Input of serum haptoglobin fucosylation profile in the diagnosis of hepatocellular carcinoma in patients with non-cirrhotic liver disease

Abstract

Haptoglobin bifucosylated tetra-antennary glycan have been identified in patients with early stage hepatocellular carcinoma, but its specificity according to the presence or not of cirrhosis has never been assessed.

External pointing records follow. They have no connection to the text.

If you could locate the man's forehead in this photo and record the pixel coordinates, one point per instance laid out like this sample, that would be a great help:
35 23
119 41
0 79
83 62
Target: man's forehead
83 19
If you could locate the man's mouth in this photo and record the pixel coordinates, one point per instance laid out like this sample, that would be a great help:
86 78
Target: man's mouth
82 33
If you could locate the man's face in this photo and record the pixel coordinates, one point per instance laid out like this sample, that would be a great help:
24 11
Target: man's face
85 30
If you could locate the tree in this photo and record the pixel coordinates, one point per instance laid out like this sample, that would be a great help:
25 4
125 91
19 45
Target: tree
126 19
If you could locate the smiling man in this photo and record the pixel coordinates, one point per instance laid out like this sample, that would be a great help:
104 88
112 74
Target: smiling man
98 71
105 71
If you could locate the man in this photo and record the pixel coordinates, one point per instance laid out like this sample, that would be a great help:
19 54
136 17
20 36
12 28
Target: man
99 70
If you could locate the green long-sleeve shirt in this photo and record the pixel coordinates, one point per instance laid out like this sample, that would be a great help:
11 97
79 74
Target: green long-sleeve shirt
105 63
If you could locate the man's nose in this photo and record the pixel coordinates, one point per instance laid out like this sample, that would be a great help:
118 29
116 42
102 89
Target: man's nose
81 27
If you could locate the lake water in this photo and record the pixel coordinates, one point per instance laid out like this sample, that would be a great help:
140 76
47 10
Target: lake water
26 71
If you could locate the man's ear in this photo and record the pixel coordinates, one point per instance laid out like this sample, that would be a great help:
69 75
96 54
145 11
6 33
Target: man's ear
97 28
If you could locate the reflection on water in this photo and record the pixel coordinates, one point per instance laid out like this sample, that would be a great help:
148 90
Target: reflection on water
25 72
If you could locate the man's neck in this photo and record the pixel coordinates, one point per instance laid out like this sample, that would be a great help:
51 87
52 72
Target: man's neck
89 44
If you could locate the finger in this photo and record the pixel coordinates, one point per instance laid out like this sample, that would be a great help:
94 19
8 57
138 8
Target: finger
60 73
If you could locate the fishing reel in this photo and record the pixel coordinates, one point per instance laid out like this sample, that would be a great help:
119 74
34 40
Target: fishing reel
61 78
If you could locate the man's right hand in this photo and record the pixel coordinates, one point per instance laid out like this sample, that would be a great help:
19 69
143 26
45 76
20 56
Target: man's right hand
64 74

The aims of this study were to determine if haptoglobin bifucosylated tetra-antennary glycan (1) could be a marker of HCC in patients without cirrhosis; (2) could increase the performance of standard alpha-fetoprotein (AFP) or recent blood tests for HCC detection, i.e., lectin-reactive alpha-fetoprotein (AFP-L3), des-gamma-carboxy prothrombin (DCP) and Liver-Cancer-Risk-test (LCR1-test). We retrospectively selected patients, 102 with HCC (21 without cirrhosis), matched by stages with 140 controls without HCC (81 without cirrhosis). Haptoglobin fucosylation was assessed by MALDI-TOF. LCR-glycan algorithm was constructed combining components of the LCR-1 test (haptoglobin, gammaglutamyl-transpeptidase, apolipoproteinA1, alpha-2-macroglobulin) with AFP, AFP-L3, DCP and haptoglobin bifucosylated tetra-antennary glycan. In 102 patients without cirrhosis (21 HCC and 81 controls), the intention-to-diagnose analyses showed that haptoglobin bifucosylated tetra-antennary glycan alone had a sensitivity of 71% (15/21;95%CI 50-86), significantly better (P=0.02) than standard AFP (43%;9/21;95%CI 24-63), and a specificity of 96% (78/81;95% 90-99). The sensitivity of LCR-glycan, in patients without cirrhosis, was 86% (18/21; 95%CI 63-95) significantly better (P=0.001) than standard AFP (43%; 9/21; 95%CI 24-63), with an AUROC of 0.943 (95%CI 0.806-0.98) compared to 0.811 (95%CI 0.630-0.908) for AFP (P=0.06). Haptoglobin bifucosylated tetra-antennary glycan is associated with the presence of HCC in patients with chronic liver disease including those without cirrhosis. Its combination with existing HCC biomarkers could improve the performance of standard AFP for HCC detection.